Dodici anni di silenzio discografico, l'abbandono del singer Dave Hunt (Anaal Nathrakh), la rentrée del vecchio frontman Dave Ingram, un ulteriore LP, l'ottavo, appena sfornato: siamo lontani dall'epoca di "The Grand Leveller" (1991) o di "Trascend The Rubicon" (1993), eppure il death metal old school a firma Benediction riesce ancora, e con forza, a echeggiare dalle volte della storia. Per l'esattezza i britannici si rivolgono, dal punto di vista musicale, alla prima metà dei '90, quando l'apogeo insulare del genere li relegò sì in una seconda fila onorevole, ma caratterizzata esclusivamente da riconoscimenti di culto e da un ristretto successo commerciale.
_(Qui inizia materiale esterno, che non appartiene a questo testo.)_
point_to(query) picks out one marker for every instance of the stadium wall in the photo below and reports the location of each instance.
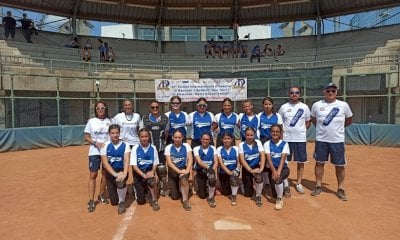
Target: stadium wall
(14, 139)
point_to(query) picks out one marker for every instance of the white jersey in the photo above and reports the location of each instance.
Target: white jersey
(103, 150)
(129, 127)
(259, 146)
(294, 118)
(98, 130)
(197, 149)
(330, 119)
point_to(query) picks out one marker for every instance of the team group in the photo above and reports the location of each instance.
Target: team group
(163, 162)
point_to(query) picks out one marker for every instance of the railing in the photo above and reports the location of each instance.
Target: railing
(52, 64)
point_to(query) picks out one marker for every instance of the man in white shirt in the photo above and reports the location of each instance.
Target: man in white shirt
(330, 117)
(296, 120)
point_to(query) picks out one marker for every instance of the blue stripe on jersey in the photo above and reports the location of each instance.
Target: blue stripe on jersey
(116, 156)
(177, 122)
(251, 155)
(201, 124)
(245, 123)
(179, 158)
(229, 160)
(266, 123)
(145, 160)
(296, 117)
(227, 124)
(276, 153)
Bisogna onestamente sottolineare come la band, nel corso dei lustri, abbia perso progressivamente inventiva, soprattutto in riferimento a un songwriting che dei due ottimi lavori succitati a inizio paragrafo conservava soltanto la scorza esterna. Complice il come back del cantate originario e una produzione, opera dell'esperto Scott Atkins, sagace nell'aggregare le idee degli inglesi in un impasto omogeneo e vivace, il nuovo "Scriptures" ribalta l'opacità delle ultime fatiche in studio del combo, lasciando alquanto soddisfatti i padiglioni auricolari degli appassionati dell'estremo.
Naturalmente non aspettiamoci grosse modificazioni nello stile: il gruppo ricama, al suo solito, riff di grana rotonda e dall'incarnato thrash/doom, alternando a essi refrain strategici e decisamente groovy, mentre il ritmo, dalla cadenza massiccia e che in più di un passaggio ricorda la marzialità accattivante dei connazionali (e consanguinei) Bolt Thrower, si mantiene su una costanza di rendimento sorprendente se pensiamo alle prove offerte nel recente passato. Il growling alcolico e brutale di Ingram fa il resto, conferendo a dei brani dalla struttura lineare e per certi versi prevedibile - aggettivo, questo, che nel caso degli inglesi rappresenta un complimento e non una critica negativa - una patina barbarica di grande efficacia comunicativa. E così si può pescare fortuitamente dal lotto e scoprire che i pezzi, da "Iteration Of I" a "Stormcrow" da "Progenitors Of A New Paradigm" a "Rabid Carnality", pur non molto diversi l'uno dall'altro, risultano gradevoli e per nulla monotoni: merito di un piglio ruspante che sembrava ormai smarrito, di una scrittura robusta e dagli obiettivi ben definiti e di un sound al passo coi tempi. Non proprio qualcosa di scontato, oggigiorno.
Ai Benediction, dunque, va tributato il giusto plauso per un ritorno sulle scene ricco di grande convinzione e rinnovato vigore: le pagine sacre di "Scriptures" ardono senza requie.